Les syndicats estiment toutefois qu’il reste encore beaucoup à faire. Selon M. Nazir d’IndustriALL, la loi sur les mines de 1923 ne suffit pas à protéger les mineurs, car après le 18e amendement constitutionnel de 2010, qui a réduit les pouvoirs du président et du gouvernement fédéral, les gouvernements provinciaux du Pakistan ont l’autorité ultime pour promulguer et mettre en œuvre toute législation. « Au Pakistan, le processus législatif est également très compliqué en raison de l’instabilité politique », explique M. Nazir.

    Outre la succession ininterrompue d’accidents mortels dans les mines de charbon, les terroristes partisans de l’organisation État islamique et les séparatistes baloutches font peser une lourde menace sur les mineurs originaires du nord du Pakistan et des communautés chiites des hauts plateaux du centre de l’Afghanistan voisin.

Les restes de 16 mineurs ont été découverts dans un charnier dans le Khyber Pakhtunkhwa le 9 avril, près de dix ans après leur disparition. La zone où ils ont été découverts était autrefois un bastion des talibans pakistanais, mais les habitants affirment que les militants et les forces de sécurité pakistanaises procédaient à des enlèvements et à des assassinats au moment de la disparition des mineurs, ces dernières dans le cadre de leurs opérations antiterroristes.

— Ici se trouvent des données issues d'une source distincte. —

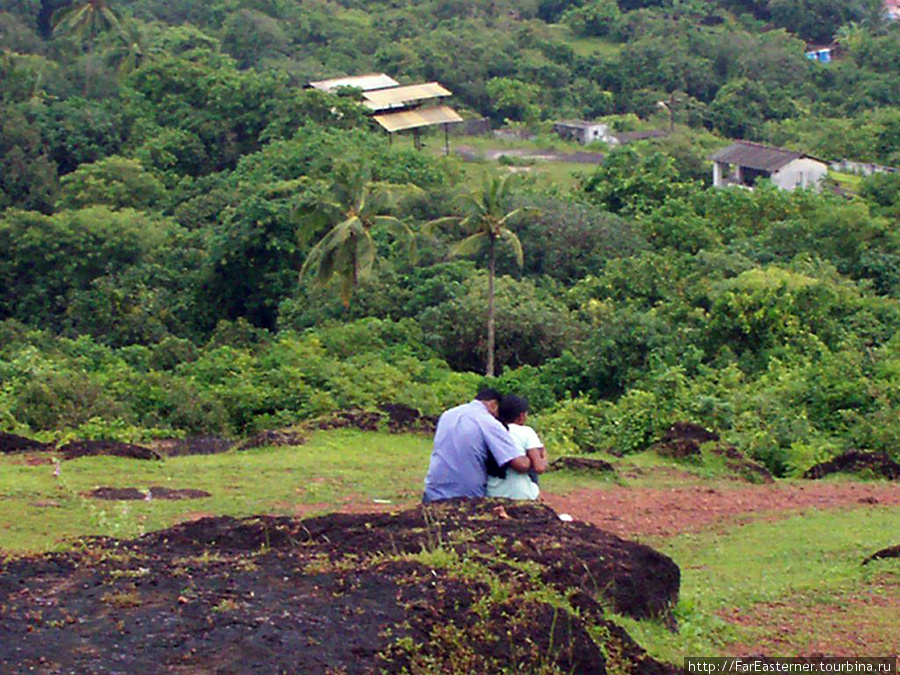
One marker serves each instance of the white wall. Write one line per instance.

Quelques semaines avant la découverte des corps, des hommes armés associés à un groupe local de terroristes partisans de l’État islamique ont sauvagement assassiné 11 travailleurs de l’ethnie hazara, un groupe minoritaire chiite persécuté de longue date au Pakistan et en Afghanistan, dans le district de Mach, au Baloutchistan. Le groupe a revendiqué le fait d’avoir bandé les yeux des travailleurs et de les avoir finalement ligotés dans leurs baraquements communaux, près des mines où ils travaillaient.

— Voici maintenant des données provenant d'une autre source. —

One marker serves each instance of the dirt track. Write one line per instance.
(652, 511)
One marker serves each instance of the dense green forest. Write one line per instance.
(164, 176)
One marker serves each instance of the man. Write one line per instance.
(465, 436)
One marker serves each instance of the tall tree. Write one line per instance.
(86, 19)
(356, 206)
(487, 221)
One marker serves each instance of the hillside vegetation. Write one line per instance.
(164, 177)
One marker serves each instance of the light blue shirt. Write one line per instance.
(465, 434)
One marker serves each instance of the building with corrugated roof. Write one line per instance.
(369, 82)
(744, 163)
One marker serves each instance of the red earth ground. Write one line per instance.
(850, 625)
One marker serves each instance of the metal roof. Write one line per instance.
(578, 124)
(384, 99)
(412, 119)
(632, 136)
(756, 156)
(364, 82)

Mohammad Ali, un collègue de Mohammad Israr, a déclaré que le massacre des mineurs d’origine hazara à Mach a aggravé le traumatisme subi par les mineurs du Baloutchistan. « La faux de la mort plane toujours au-dessus de nos têtes à l’intérieur de la mine, car celle-ci peut s’effondrer sur nous à tout moment, mais l’assassinat de travailleurs dans leurs chambres pendant la nuit prouve simplement que nous ne sommes en sécurité nulle part », a confié le jeune homme de 20 ans à Equal Times.

Les membres de la communauté hazara pensent que l’incident de Mach est identique aux assassinats ciblés de leurs membres en raison de leurs croyances religieuses dans d’autres régions du Pakistan et de l’Afghanistan. Pendant plusieurs jours, dans une démarche désespérée pour demander plus de sécurité, ils ont organisé un sit-in de protestation avec les cadavres des mineurs.

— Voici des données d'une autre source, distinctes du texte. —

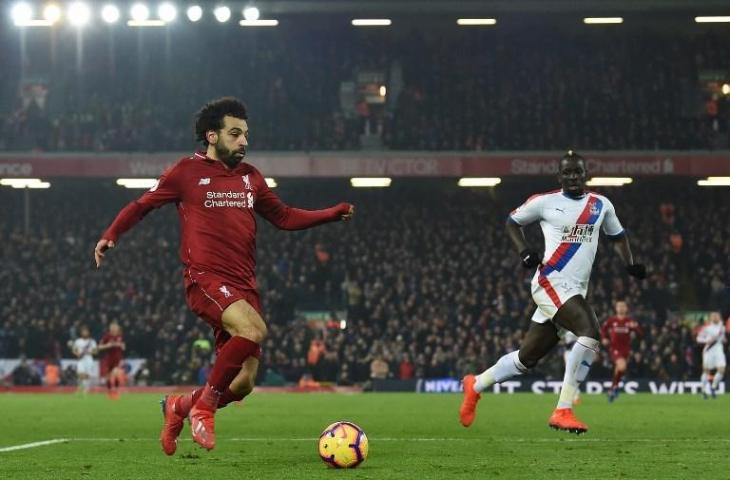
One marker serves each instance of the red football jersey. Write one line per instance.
(618, 332)
(216, 208)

L’action a poussé le Premier ministre Imran Khan à assurer à la communauté hazara ébranlée par les faits qu’il veillerait à sa sécurité, tout en qualifiant le massacre de tentative d’incitations aux violences sectaires dans le pays. « Je partage votre douleur et je suis venu à vous aussi pour me tenir à vos côtés dans votre moment de souffrance. […] Je ne trahirai jamais la confiance de mon peuple », a-t-il déclaré sur Twitter.

De nombreux mineurs d’origine hazara viennent de la région de l’Hazaristan, dans le centre de l’Afghanistan. Dans un entretien avec Equal Times, des membres de la communauté ont déclaré qu’ils avaient fui l’Afghanistan pour échapper à la guerre et aux persécutions, et du fait qu’ils ne disposaient pas des documents nécessaires, leur seule option de travail était l’exploitation minière illégale. « Nous sommes forcés de travailler pendant de longues heures et dans des conditions périlleuses, mais que pouvons-nous faire ? Nous ne pouvons pas faire entendre nos voix ni demander justice », déclare un mineur afghan.